Aort kapak yetmezliği; Aort kapağının çeşitli patolojilere bağlı olarak diastolde  tam olarak kapanamamasına bağlı olarak , sistolde aort içerisine pompaladığı kanın bir kısmının sol ventriküle geri kaçması halidir. Sol ventrikülün çıkış yolu olan aort kapağının yetmezliği  aort kapak  yaprakcıklarındaki patolojilere bağlı olabileceği gibi  yaprakcıklar dışında aortun kökünü ilgilendiren patolojilerede bağlı olabilirler.  Örneğin; diseksiyon , aortik halkada aşırı genişleme gibi ve sonuçta kapakta bir yetmezlik ortaya çıkar. Bunun sonucunda da sol ventrikül sürekli olarak artmış bir volüm yükü ile karşı karşıyadır. Bu olaylar kronik bir hastalığa bağlı olarak uzun bir süreçte olur ise  bu zaman içerisinde sol ventrikül birtakım adaptasyon mekanizmaları geliştirir. Bunun sonucunda da hastalar stabil bir tablo ile bazen tamamen asemptomatik halde hekime başvururlar.
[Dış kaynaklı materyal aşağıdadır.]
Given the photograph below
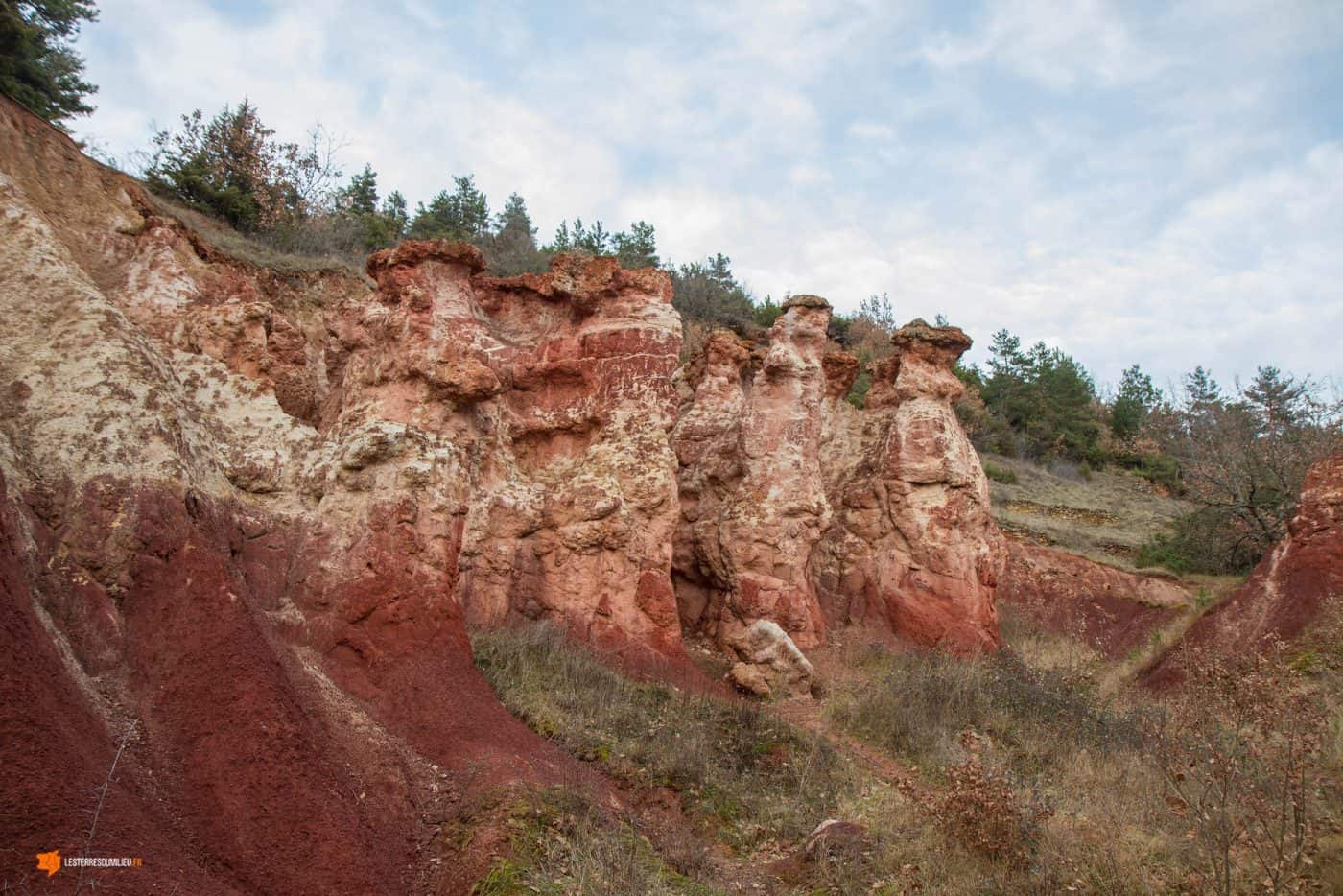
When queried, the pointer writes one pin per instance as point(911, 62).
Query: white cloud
point(1151, 188)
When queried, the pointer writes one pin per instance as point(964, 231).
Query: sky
point(1152, 183)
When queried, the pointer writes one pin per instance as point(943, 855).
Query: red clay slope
point(1289, 587)
point(292, 665)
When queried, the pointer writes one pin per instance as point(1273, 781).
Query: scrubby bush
point(736, 764)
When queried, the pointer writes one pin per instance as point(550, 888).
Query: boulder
point(769, 664)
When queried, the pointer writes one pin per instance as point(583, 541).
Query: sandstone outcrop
point(247, 513)
point(1288, 590)
point(913, 549)
point(769, 664)
point(1111, 609)
point(803, 509)
point(751, 485)
point(242, 516)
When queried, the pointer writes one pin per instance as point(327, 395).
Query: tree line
point(1239, 455)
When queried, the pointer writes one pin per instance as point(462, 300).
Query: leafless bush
point(1239, 751)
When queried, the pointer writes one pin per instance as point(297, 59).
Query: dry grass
point(1023, 775)
point(561, 844)
point(748, 775)
point(238, 246)
point(1105, 516)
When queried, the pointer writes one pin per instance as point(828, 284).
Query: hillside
point(418, 579)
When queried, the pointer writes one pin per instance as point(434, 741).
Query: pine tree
point(512, 248)
point(638, 246)
point(1137, 398)
point(462, 214)
point(37, 67)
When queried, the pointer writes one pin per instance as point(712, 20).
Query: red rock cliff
point(802, 509)
point(1289, 587)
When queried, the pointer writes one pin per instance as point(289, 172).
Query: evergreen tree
point(512, 248)
point(1137, 398)
point(708, 292)
point(638, 246)
point(1045, 396)
point(393, 210)
point(37, 66)
point(234, 168)
point(462, 214)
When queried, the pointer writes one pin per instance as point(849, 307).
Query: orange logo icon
point(50, 862)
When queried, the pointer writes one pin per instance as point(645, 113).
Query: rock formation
point(752, 497)
point(768, 663)
point(806, 510)
point(1111, 609)
point(1288, 590)
point(913, 549)
point(246, 515)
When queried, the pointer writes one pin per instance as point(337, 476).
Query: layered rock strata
point(803, 509)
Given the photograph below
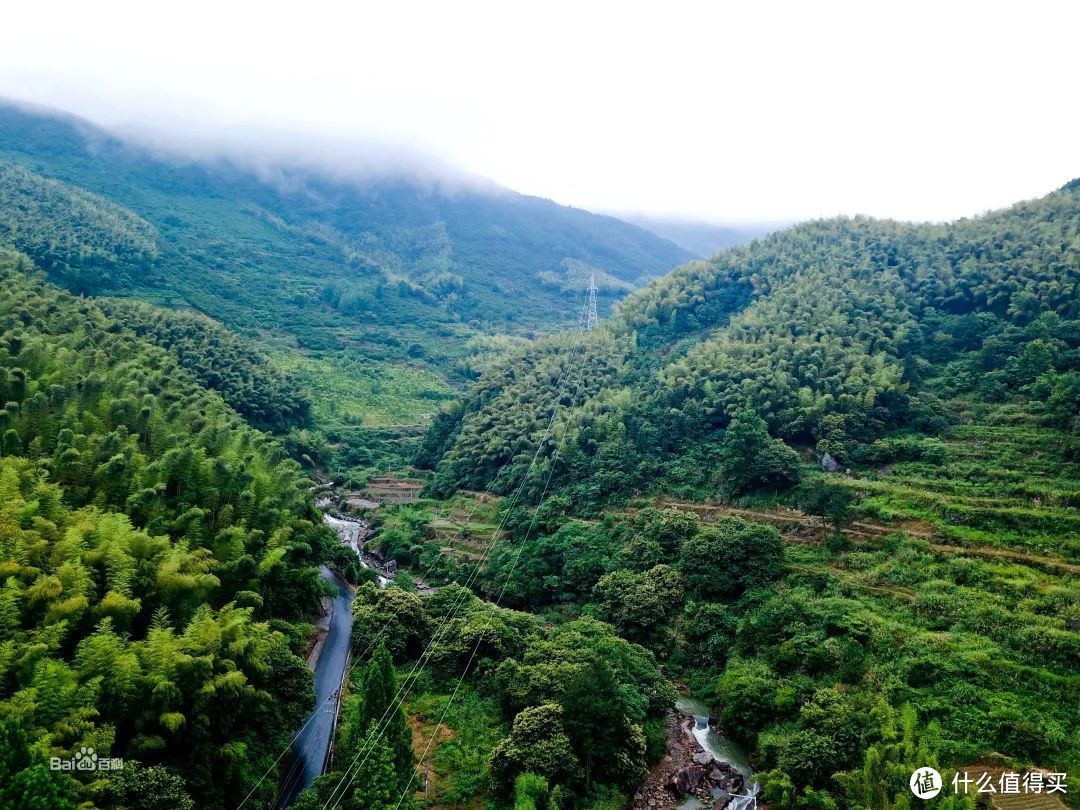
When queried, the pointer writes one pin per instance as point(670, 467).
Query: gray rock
point(686, 780)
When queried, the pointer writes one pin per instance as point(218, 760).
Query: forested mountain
point(834, 333)
point(831, 477)
point(157, 552)
point(315, 256)
point(368, 293)
point(701, 239)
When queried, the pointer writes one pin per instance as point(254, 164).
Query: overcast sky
point(713, 110)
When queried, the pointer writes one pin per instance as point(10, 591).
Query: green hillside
point(358, 288)
point(916, 603)
point(251, 252)
point(159, 557)
point(835, 333)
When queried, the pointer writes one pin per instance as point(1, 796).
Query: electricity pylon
point(591, 312)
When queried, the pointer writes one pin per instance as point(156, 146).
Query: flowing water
point(313, 741)
point(720, 746)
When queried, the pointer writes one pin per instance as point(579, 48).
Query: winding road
point(312, 744)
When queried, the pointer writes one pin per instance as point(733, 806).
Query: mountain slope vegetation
point(352, 286)
point(834, 333)
point(158, 556)
point(251, 252)
point(831, 477)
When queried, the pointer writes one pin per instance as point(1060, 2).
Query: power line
point(444, 624)
point(591, 318)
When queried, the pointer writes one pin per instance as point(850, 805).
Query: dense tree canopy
point(153, 550)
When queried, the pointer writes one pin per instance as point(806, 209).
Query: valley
point(821, 489)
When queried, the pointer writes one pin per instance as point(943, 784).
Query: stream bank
point(703, 768)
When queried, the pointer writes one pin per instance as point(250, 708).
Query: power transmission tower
point(591, 311)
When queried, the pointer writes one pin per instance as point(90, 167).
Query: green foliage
point(834, 333)
point(831, 500)
point(80, 239)
point(538, 744)
point(138, 514)
point(26, 783)
point(221, 361)
point(530, 792)
point(728, 557)
point(750, 460)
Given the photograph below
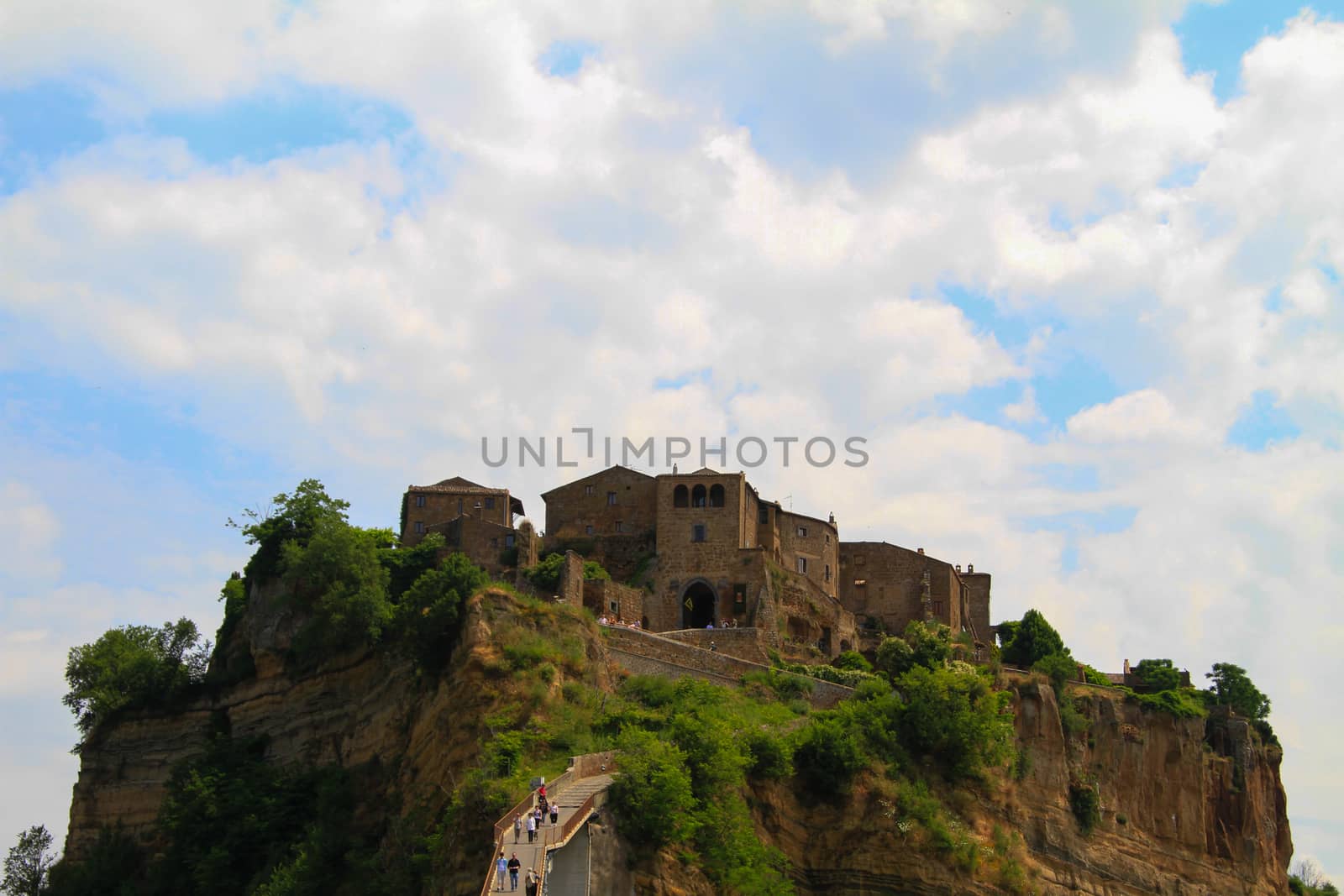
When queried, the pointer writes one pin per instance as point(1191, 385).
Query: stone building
point(474, 519)
point(889, 587)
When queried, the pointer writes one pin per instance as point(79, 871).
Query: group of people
point(511, 868)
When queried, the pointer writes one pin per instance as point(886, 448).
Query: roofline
point(605, 469)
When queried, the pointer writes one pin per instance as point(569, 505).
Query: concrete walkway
point(533, 855)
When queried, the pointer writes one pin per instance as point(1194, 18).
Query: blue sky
point(1079, 298)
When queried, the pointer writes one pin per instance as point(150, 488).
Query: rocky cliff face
point(1187, 806)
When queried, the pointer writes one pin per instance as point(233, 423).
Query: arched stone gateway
point(699, 605)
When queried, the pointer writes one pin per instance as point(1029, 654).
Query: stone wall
point(743, 644)
point(615, 600)
point(647, 653)
point(612, 501)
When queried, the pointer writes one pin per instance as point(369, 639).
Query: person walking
point(514, 864)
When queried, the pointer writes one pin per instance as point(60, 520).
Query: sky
point(1072, 270)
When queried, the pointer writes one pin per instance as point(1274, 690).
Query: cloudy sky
point(1072, 269)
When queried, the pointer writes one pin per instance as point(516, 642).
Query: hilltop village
point(705, 553)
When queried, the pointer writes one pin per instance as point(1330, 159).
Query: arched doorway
point(698, 605)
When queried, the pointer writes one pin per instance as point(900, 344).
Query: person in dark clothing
point(514, 864)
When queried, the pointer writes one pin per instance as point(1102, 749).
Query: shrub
point(339, 577)
point(828, 757)
point(1034, 640)
point(1086, 805)
point(1152, 676)
point(132, 667)
point(853, 660)
point(652, 795)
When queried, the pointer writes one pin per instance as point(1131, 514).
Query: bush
point(1086, 805)
point(954, 720)
point(339, 577)
point(853, 660)
point(132, 667)
point(652, 795)
point(1152, 676)
point(828, 755)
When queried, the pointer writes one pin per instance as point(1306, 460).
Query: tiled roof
point(456, 485)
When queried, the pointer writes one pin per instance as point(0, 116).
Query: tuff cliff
point(1189, 806)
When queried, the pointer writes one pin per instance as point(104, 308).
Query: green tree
point(954, 719)
point(652, 795)
point(1153, 676)
point(292, 517)
point(1233, 688)
point(1034, 641)
point(853, 660)
point(27, 866)
point(429, 614)
point(132, 667)
point(339, 575)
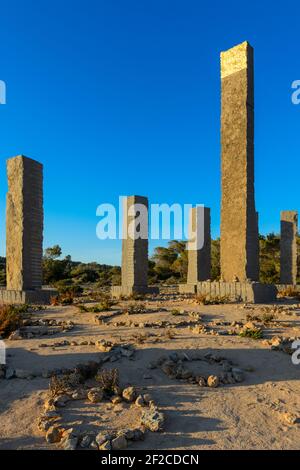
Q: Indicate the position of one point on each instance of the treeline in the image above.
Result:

Ancak aort kapak yetmezliği akut birtakım olaylara bağlı olarak oluşursa sol ventrikülün bu adaptasyon için  zamanı olmaz  ve  sol ventrikül yetmezliği hastanın kliniği hızla bozularak olay mortalite ile sonuçlanır. Bu nedenle aort kapak yetmezlikleri akut aort kapak yetmezliği ve kronik aort kapak yetmezliği olarak 2 grupta izlenir. Bu  2 gruba yaklaşım tamamen farklıdır.

 

Akut Aort Kapak Yetmezliği:

Akut kapağını akut yetmezlik nedenleri son derece azdır. En sık rastlanan nedenler;  Aort kapağının bakteriyel endokarditi, Akut aort diseksiyonu ve künt göğüs travmalarıdır.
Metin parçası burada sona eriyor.